Why can't I collect metrics from containers, pods, or nodes using Metrics Server in Amazon EKS?
I can't collect metrics from containers, pods, or nodes with Metrics Server in my Amazon Elastic Kubernetes Service (Amazon EKS) cluster.
Short description
In Amazon EKS, Metrics Server isn't installed by default. If you recently created your cluster and can't collect metrics using Metrics Server, then confirm that you deployed the Metrics Server application to your cluster.
If you still can't collect metrics with Metrics Server, then complete the steps in the following sections:
- Check whether you can retrieve metrics from your cluster's nodes and pods.
- Check if the APIService is available and can handle requests.
- Check GitHub for common issues.
- Check your Horizontal Pod Autoscaler (HPA) and application resource requests if metrics are showing as <unknown>.
Note: Metrics Server isn't a best practice for long-term monitoring of application and cluster performance.

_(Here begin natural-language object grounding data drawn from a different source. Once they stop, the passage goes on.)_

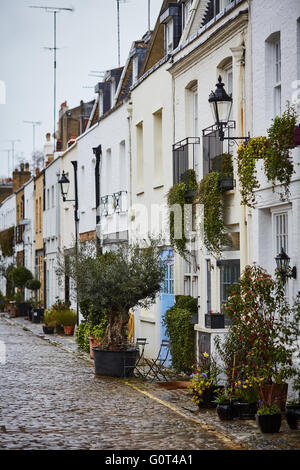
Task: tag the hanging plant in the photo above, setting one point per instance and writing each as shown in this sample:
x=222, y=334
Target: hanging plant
x=248, y=153
x=210, y=195
x=278, y=163
x=275, y=152
x=7, y=242
x=180, y=194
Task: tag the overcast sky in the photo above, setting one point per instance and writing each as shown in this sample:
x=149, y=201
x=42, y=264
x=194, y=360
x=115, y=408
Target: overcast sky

For long-term monitoring, see Resource management for pods and containers on the Kubernetes website. The Kubernetes community maintains Metrics Server and reports issues on its GitHub page.
Resolution
Refer to the following steps to troubleshoot some of the most common issues with Metrics Server.
Check if you can retrieve metrics from your cluster's nodes and pods
Check for errors between the API server and Metrics Server. To pull metrics from the nodes and pods of your cluster, run the following commands:
$ kubectl top nodes
$ kubectl top pods
If you don't receive an error from either command, then refer to the Check if the APIService is available and can handle requests section.
If receive an error, then complete the steps in one of the following sections based on the error that you received:
- Error from server (Forbidden)
- Error from server (ServiceUnavailable)
- Client.Timeout exceeded while awaiting headers
- Connection refused
Error from server (Forbidden)
This error message indicates that you have an issue with RBAC authorization. To resolve this error, confirm the following points:
- The ServiceAccount is attached to the deployment correctly.
- The ClusterRole/Role and ClusterRoleBinding/RoleBindings use the correct RBAC permissions for Metrics Server.
For more information, see Using RBAC authorization on the Kubernetes website.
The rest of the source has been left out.